The first two installments of our current The Road To Oscar Series include a theme that’s in line with the holiday season spirit--namely the value of connection, particularly after often being isolated and feeling disconnected during the ongoing COVID pandemic. Writer/director Joe Wright in this week’s part 2 of our Road To Oscar coverage, for example, talked of a prime force that compelled him to take on the classic tale of Cyrano de Bergerac, ultimately yielding Cyrano (MGM, United Artists Releasing). Wright found the story all the more relevant given today’s realities. 

“When I started developing the movie,” Wright recalled, “Brexit had happened in Britain, Trump was in the White House. The idea of making a film about essentially compassion or a film that I hoped would help generate compassion with an audience felt appropriate. And it became more than just appropriate when the pandemic happened, sitting in isolation for all of those months. It became urgent. I was desperate to make the film at this time because I felt like I was starved of human connection--and scared of how I might approach human connection afterwards. I wanted to make a film that talked about that--the simple difficulty of human connection, how we often fail to connect through our own fears, fears of intimacy, of being seen. And maybe through the very process of making the film we might create some connection among the filmmaking cast and crew, and ultimately create a connection between us and the audience. It was important to me that this be a theatrical feature so that there could be a connection between the people in the room (movie theater).
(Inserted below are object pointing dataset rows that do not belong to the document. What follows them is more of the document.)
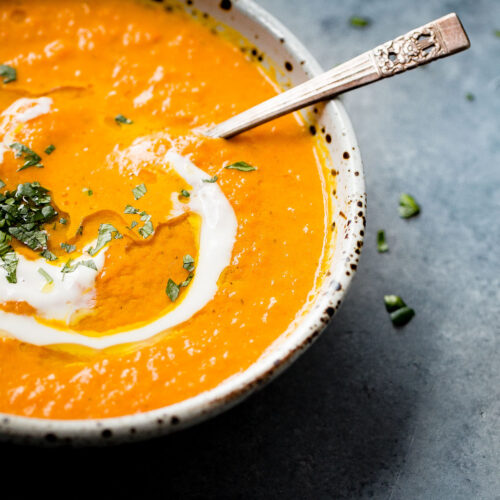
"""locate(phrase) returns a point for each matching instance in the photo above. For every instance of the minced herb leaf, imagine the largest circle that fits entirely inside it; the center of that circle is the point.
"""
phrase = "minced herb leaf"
(8, 73)
(129, 209)
(120, 119)
(211, 180)
(172, 290)
(139, 191)
(147, 230)
(382, 245)
(408, 207)
(402, 316)
(359, 22)
(68, 248)
(47, 254)
(106, 233)
(46, 275)
(242, 166)
(31, 159)
(23, 213)
(400, 313)
(187, 281)
(188, 263)
(393, 302)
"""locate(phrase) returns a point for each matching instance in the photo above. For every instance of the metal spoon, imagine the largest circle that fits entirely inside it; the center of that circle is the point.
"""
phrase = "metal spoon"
(440, 38)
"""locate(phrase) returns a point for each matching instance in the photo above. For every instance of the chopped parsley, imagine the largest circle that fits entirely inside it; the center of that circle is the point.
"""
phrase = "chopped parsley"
(147, 230)
(46, 275)
(47, 254)
(242, 166)
(139, 191)
(382, 245)
(68, 248)
(106, 233)
(8, 73)
(173, 289)
(31, 159)
(120, 119)
(399, 312)
(408, 207)
(211, 180)
(359, 22)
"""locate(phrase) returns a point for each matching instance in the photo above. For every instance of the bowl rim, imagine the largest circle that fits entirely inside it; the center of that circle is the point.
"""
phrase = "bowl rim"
(231, 391)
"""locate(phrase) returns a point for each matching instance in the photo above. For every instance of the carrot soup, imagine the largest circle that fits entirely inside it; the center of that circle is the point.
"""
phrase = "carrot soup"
(142, 262)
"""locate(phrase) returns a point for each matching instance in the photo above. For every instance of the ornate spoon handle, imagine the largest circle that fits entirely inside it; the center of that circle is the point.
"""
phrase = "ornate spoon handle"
(440, 38)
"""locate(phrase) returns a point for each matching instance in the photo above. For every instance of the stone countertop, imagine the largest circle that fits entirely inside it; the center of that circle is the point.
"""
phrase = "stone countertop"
(369, 411)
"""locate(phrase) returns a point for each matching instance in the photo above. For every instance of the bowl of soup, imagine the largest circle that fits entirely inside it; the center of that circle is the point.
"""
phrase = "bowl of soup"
(151, 276)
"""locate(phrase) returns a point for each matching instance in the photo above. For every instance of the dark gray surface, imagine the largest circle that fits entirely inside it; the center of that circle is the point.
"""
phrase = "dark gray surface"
(369, 411)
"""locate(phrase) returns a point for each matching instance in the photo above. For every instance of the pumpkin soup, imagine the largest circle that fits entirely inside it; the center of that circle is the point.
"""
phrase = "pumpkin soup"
(142, 262)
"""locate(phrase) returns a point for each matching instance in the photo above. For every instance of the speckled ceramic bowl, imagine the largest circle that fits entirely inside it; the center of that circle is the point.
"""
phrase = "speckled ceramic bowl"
(272, 44)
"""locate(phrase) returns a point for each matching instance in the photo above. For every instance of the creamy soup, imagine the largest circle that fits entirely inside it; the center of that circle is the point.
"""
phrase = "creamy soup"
(142, 262)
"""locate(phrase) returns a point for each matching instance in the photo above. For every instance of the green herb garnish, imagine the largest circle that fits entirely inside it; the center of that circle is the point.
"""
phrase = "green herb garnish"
(68, 248)
(400, 313)
(242, 166)
(106, 233)
(382, 245)
(120, 119)
(46, 275)
(8, 73)
(172, 290)
(211, 180)
(408, 207)
(139, 191)
(47, 254)
(147, 230)
(359, 22)
(31, 159)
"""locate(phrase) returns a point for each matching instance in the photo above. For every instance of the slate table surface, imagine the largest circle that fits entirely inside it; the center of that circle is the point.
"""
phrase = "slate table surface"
(368, 411)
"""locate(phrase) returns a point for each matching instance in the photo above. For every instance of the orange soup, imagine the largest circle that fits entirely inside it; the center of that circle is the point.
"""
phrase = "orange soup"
(142, 262)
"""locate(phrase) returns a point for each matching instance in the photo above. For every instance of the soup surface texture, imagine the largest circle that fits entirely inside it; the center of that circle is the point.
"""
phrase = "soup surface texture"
(142, 263)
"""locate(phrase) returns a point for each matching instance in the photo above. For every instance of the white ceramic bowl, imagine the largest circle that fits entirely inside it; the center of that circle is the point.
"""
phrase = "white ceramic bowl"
(278, 47)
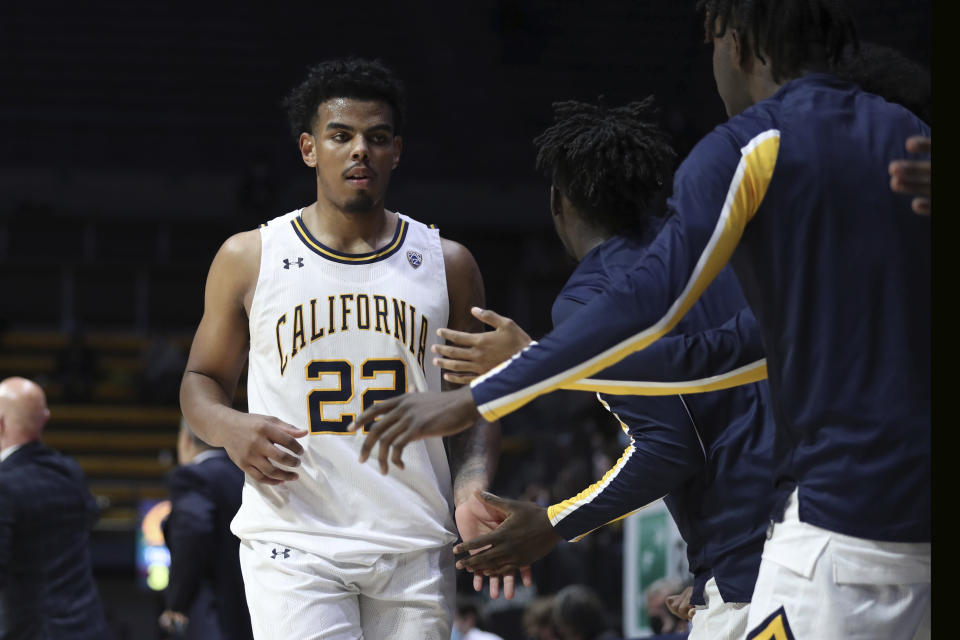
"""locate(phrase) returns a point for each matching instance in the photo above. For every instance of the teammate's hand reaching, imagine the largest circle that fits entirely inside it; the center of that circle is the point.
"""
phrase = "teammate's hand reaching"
(524, 536)
(254, 446)
(475, 518)
(414, 416)
(679, 605)
(913, 177)
(473, 354)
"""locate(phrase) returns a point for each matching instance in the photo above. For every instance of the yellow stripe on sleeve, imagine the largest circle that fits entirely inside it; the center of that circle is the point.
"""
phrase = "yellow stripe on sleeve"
(747, 189)
(754, 372)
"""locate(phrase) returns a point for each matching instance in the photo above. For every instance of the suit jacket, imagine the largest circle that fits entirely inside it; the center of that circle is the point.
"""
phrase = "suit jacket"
(205, 579)
(47, 591)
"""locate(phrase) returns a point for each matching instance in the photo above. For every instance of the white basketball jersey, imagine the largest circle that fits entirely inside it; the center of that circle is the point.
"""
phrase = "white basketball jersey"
(331, 334)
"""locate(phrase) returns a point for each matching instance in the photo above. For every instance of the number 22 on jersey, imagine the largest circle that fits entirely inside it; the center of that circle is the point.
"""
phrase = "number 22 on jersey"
(344, 391)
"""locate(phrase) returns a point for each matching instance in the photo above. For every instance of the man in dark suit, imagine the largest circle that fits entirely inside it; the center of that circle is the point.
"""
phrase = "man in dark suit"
(205, 598)
(47, 590)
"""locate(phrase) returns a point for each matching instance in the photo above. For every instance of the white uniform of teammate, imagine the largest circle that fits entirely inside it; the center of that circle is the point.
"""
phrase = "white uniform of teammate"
(344, 550)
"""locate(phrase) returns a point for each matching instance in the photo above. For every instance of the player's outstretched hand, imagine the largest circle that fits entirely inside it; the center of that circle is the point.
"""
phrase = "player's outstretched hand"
(413, 416)
(254, 446)
(475, 518)
(524, 536)
(173, 622)
(679, 605)
(473, 354)
(913, 177)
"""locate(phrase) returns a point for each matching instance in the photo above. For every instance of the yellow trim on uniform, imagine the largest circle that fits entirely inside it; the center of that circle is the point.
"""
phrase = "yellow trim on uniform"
(348, 258)
(744, 375)
(747, 189)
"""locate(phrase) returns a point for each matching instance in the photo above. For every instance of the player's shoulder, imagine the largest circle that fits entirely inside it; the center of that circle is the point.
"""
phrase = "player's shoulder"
(241, 248)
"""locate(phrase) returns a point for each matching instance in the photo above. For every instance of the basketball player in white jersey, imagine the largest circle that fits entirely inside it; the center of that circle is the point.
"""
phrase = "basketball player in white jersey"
(336, 305)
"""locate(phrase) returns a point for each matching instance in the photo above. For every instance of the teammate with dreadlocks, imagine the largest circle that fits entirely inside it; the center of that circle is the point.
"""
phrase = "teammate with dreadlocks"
(836, 270)
(708, 453)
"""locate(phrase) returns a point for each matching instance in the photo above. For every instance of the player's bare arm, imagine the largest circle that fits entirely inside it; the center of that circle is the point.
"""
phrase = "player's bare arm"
(473, 453)
(217, 357)
(467, 355)
(414, 416)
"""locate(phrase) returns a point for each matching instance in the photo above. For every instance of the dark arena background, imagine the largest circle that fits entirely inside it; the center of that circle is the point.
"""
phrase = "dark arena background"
(136, 137)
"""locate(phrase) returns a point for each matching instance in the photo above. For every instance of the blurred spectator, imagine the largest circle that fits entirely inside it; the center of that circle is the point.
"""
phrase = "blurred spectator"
(76, 369)
(538, 619)
(890, 75)
(163, 364)
(205, 599)
(46, 513)
(662, 620)
(466, 620)
(578, 614)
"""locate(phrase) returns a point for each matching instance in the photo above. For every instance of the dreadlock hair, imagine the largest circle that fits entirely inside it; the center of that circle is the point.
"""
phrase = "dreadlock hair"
(610, 163)
(352, 77)
(889, 74)
(797, 35)
(194, 438)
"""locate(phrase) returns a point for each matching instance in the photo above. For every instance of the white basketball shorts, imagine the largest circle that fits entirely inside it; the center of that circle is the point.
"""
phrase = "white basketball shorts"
(815, 584)
(295, 594)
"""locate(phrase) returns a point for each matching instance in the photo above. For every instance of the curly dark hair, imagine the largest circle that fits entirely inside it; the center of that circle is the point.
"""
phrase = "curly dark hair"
(889, 74)
(352, 77)
(610, 162)
(798, 35)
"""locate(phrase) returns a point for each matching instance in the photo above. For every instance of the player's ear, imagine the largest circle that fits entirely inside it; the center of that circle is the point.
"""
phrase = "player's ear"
(308, 149)
(739, 51)
(397, 149)
(556, 201)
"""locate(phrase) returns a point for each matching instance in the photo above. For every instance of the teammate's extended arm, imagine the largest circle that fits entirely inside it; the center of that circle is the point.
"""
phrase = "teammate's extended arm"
(913, 177)
(217, 357)
(192, 538)
(473, 453)
(727, 356)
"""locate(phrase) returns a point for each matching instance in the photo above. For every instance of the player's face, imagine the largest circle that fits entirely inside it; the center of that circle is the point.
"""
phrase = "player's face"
(728, 72)
(354, 149)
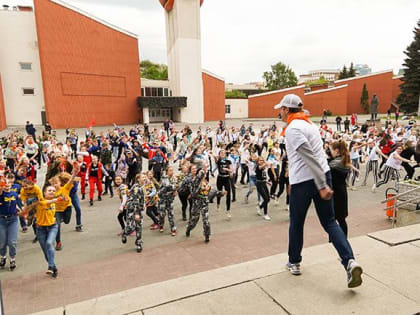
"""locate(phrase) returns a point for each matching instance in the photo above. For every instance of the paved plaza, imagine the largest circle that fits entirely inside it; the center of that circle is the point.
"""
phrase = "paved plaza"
(95, 263)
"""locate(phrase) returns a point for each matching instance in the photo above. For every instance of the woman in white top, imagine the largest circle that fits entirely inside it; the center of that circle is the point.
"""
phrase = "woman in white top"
(354, 157)
(392, 167)
(372, 153)
(244, 155)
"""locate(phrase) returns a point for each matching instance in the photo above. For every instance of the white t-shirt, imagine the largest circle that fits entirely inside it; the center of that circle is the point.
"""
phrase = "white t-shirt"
(244, 154)
(354, 154)
(297, 133)
(393, 162)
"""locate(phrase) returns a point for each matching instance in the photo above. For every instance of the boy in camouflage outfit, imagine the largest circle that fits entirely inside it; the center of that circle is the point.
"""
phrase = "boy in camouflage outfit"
(134, 208)
(167, 193)
(201, 192)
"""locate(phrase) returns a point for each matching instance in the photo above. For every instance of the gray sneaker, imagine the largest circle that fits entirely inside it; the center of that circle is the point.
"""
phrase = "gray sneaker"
(354, 274)
(294, 269)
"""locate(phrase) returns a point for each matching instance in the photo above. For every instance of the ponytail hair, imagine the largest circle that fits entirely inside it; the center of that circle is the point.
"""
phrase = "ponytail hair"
(344, 151)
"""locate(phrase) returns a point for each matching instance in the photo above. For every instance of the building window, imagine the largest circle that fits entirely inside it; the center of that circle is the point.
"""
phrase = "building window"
(25, 66)
(28, 91)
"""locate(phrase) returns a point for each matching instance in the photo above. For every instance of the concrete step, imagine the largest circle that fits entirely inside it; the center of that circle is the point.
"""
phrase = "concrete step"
(264, 286)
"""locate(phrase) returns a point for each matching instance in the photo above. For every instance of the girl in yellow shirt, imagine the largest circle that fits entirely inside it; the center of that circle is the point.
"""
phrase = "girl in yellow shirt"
(47, 227)
(63, 183)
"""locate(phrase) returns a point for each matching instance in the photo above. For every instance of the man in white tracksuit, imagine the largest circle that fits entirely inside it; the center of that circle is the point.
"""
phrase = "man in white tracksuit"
(310, 180)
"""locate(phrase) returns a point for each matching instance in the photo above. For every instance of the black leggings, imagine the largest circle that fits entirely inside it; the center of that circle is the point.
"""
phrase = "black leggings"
(283, 183)
(244, 172)
(153, 214)
(121, 218)
(382, 163)
(263, 191)
(185, 201)
(63, 216)
(409, 169)
(223, 182)
(343, 224)
(274, 181)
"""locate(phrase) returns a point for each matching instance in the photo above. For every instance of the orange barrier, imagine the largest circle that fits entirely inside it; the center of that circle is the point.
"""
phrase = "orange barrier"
(390, 203)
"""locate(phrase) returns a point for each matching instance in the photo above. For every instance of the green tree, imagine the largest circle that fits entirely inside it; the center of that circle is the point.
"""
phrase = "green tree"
(352, 71)
(235, 94)
(153, 71)
(343, 74)
(280, 77)
(410, 88)
(364, 99)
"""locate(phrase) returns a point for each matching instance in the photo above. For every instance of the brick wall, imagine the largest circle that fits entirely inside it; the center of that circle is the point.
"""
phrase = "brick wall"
(89, 70)
(396, 82)
(380, 83)
(262, 105)
(214, 97)
(334, 99)
(2, 111)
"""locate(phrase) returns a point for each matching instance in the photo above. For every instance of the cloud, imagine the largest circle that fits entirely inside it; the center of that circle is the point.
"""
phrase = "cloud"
(241, 39)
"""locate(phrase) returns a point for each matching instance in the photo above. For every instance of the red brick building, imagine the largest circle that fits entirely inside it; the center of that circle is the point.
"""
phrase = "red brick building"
(214, 97)
(90, 70)
(343, 99)
(262, 105)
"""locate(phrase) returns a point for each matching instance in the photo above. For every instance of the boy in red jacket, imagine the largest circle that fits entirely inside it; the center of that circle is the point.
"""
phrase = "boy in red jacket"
(94, 174)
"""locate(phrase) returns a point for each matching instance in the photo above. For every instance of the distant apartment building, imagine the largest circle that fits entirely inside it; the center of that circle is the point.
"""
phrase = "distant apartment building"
(362, 69)
(63, 65)
(247, 88)
(327, 74)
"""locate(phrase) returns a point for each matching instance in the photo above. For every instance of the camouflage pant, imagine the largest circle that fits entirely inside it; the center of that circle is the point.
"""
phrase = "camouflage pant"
(203, 206)
(132, 225)
(166, 206)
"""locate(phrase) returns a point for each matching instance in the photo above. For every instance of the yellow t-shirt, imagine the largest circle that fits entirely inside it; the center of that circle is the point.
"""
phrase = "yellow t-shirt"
(64, 191)
(270, 143)
(45, 213)
(34, 192)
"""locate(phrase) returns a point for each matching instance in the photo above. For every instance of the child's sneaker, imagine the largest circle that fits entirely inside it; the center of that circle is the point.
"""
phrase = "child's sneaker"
(2, 262)
(12, 265)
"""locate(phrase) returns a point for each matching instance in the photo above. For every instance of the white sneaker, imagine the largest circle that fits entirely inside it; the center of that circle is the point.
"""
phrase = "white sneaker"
(354, 274)
(294, 269)
(374, 188)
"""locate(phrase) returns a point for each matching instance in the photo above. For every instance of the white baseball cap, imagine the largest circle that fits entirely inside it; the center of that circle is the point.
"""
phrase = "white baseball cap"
(290, 101)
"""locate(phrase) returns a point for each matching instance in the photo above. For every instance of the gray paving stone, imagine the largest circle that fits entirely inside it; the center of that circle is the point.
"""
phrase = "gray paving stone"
(396, 267)
(55, 311)
(243, 299)
(322, 289)
(398, 235)
(417, 243)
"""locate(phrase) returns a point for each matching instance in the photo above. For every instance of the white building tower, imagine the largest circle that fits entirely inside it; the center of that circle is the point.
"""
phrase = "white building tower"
(183, 36)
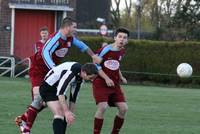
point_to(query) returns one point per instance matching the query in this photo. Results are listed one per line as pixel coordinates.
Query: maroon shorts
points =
(36, 76)
(103, 93)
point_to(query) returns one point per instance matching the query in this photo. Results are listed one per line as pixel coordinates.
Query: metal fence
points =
(41, 2)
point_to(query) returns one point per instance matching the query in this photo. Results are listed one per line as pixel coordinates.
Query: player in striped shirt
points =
(55, 86)
(52, 54)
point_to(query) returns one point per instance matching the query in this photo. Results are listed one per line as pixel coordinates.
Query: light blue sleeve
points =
(79, 44)
(102, 53)
(49, 47)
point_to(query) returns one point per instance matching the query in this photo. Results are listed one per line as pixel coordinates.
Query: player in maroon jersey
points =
(44, 34)
(106, 87)
(52, 54)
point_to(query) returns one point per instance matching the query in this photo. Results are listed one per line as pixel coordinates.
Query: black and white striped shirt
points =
(62, 75)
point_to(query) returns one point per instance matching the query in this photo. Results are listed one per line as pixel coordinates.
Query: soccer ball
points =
(184, 70)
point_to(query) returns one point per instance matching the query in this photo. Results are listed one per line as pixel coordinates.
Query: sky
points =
(122, 4)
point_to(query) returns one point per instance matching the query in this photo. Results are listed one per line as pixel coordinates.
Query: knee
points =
(37, 102)
(102, 108)
(123, 109)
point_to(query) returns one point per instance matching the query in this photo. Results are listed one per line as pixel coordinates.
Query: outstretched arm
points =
(83, 47)
(122, 78)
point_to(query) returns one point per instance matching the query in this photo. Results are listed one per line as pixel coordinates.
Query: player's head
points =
(121, 37)
(44, 33)
(89, 71)
(68, 26)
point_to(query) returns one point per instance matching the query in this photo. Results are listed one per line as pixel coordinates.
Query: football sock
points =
(98, 123)
(58, 126)
(118, 122)
(65, 125)
(29, 116)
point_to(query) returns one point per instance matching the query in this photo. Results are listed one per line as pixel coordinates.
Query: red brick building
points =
(20, 20)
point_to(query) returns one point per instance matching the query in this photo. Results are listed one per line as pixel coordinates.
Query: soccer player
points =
(54, 87)
(52, 54)
(44, 34)
(107, 90)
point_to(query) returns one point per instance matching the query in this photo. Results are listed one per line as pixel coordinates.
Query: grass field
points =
(152, 110)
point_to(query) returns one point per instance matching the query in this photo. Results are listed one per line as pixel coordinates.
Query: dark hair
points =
(89, 68)
(67, 21)
(122, 30)
(44, 28)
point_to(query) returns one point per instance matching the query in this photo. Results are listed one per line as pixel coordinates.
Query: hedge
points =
(149, 60)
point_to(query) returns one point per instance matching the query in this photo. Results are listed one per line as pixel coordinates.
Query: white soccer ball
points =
(184, 70)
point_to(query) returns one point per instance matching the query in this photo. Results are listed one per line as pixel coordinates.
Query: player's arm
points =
(49, 47)
(122, 78)
(61, 90)
(84, 48)
(108, 81)
(69, 116)
(101, 73)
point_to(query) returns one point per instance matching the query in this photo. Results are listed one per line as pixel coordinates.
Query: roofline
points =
(41, 7)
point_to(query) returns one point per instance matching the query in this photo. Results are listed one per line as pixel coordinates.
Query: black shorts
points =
(48, 93)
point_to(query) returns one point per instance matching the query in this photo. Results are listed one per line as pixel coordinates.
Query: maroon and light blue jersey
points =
(38, 46)
(111, 63)
(54, 50)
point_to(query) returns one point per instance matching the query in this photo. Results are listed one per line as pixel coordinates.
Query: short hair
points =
(44, 28)
(89, 68)
(67, 21)
(122, 30)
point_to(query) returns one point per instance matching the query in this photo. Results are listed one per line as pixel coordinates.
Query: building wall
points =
(5, 20)
(89, 10)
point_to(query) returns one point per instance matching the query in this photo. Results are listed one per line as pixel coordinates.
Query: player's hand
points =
(96, 59)
(69, 116)
(109, 82)
(124, 81)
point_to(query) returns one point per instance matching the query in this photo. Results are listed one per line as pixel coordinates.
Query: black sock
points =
(58, 126)
(65, 125)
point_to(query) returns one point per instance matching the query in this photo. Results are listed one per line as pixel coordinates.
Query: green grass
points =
(152, 110)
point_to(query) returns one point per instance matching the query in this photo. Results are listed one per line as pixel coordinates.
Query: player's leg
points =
(120, 103)
(119, 118)
(30, 115)
(99, 117)
(74, 92)
(59, 126)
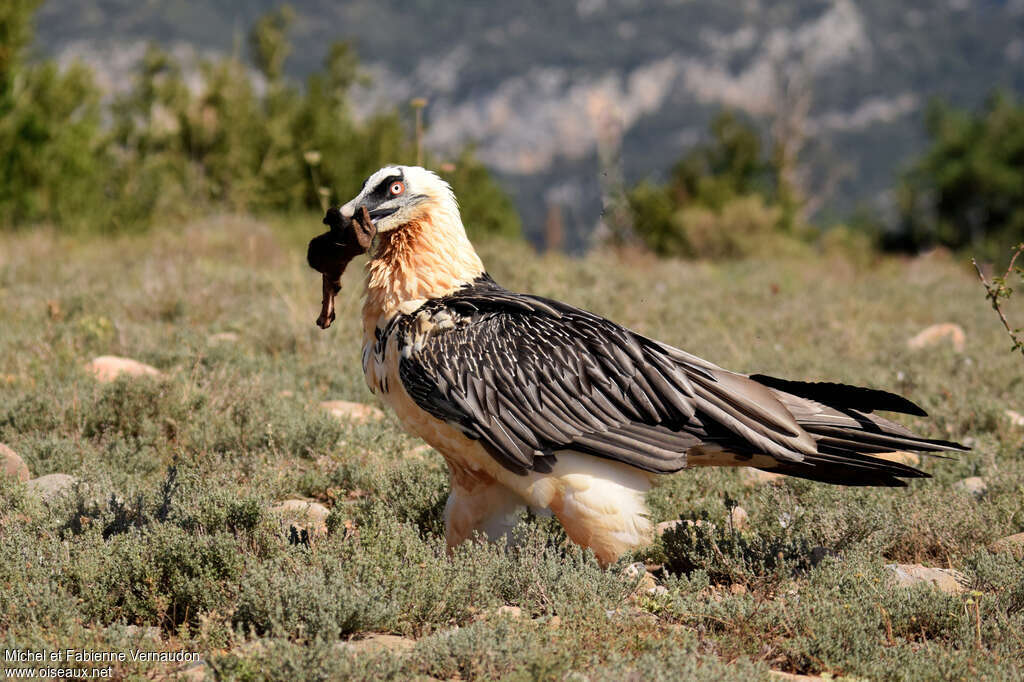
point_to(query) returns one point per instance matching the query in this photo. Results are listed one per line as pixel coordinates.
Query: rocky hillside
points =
(547, 89)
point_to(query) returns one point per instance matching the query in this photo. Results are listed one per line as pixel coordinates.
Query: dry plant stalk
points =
(996, 291)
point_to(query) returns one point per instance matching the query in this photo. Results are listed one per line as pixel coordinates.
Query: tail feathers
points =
(853, 397)
(850, 470)
(839, 419)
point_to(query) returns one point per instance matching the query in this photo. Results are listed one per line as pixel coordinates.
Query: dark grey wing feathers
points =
(527, 377)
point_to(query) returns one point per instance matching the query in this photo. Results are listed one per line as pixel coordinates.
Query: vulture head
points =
(396, 196)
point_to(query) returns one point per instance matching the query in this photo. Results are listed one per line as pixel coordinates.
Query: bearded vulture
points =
(536, 402)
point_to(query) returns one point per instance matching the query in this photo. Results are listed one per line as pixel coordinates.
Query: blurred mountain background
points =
(543, 89)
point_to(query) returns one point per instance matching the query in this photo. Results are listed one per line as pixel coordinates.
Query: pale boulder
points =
(51, 486)
(975, 485)
(944, 580)
(752, 476)
(108, 368)
(304, 514)
(1010, 545)
(11, 465)
(355, 413)
(931, 336)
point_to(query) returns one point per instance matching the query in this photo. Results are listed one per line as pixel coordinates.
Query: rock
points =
(51, 486)
(304, 514)
(376, 643)
(419, 453)
(944, 580)
(11, 465)
(142, 632)
(752, 476)
(222, 337)
(1015, 418)
(108, 368)
(665, 526)
(900, 457)
(793, 676)
(197, 672)
(738, 518)
(1010, 545)
(975, 485)
(355, 413)
(934, 334)
(637, 572)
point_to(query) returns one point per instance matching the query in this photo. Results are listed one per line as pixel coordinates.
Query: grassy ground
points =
(167, 544)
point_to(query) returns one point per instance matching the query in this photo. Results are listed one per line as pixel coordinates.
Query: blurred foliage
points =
(721, 200)
(241, 140)
(968, 188)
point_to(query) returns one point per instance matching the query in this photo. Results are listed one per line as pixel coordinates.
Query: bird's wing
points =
(528, 376)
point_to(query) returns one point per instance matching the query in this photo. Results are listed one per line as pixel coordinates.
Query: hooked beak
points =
(377, 214)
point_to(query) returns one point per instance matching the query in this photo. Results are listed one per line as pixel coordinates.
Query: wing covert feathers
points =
(528, 377)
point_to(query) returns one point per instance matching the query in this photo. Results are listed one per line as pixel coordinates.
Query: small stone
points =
(51, 486)
(975, 485)
(352, 412)
(419, 453)
(900, 457)
(11, 465)
(752, 476)
(304, 514)
(142, 632)
(738, 517)
(108, 368)
(637, 572)
(818, 554)
(665, 526)
(1010, 545)
(196, 672)
(944, 580)
(793, 676)
(376, 643)
(222, 337)
(934, 334)
(1015, 418)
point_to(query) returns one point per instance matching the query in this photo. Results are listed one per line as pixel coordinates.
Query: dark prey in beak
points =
(331, 252)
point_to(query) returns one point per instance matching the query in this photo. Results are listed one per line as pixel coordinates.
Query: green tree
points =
(50, 146)
(718, 202)
(968, 188)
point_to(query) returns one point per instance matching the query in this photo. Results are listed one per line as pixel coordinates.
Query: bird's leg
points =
(484, 507)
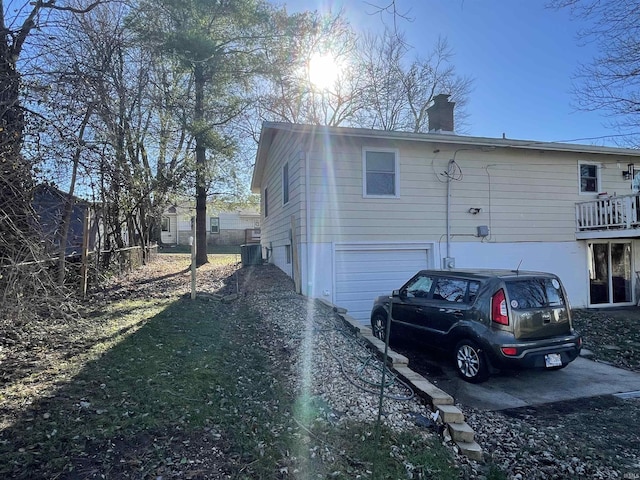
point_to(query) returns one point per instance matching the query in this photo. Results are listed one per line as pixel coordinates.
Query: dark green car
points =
(488, 319)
Making such a connection also resonated for DP Greig Fraser, ASC, ACS who in the opening installment of our The Road To Oscar Series shared insights into his lensing of Dune (Warner Bros. Pictures). Yet with all the challenges and the ambitious vision of director Denis Villeneuve, what perhaps stood out most for Fraser relative to Dune centered on a return to the movie theater.

“Going to a circus in the round is much better than watching a special on pay per view,” he said, noting that the impact of sitting in a theater with strangers, different people coming together from across town to be in a dark room and share an experience--the importance of that has been “absolutely cemented in my mind.”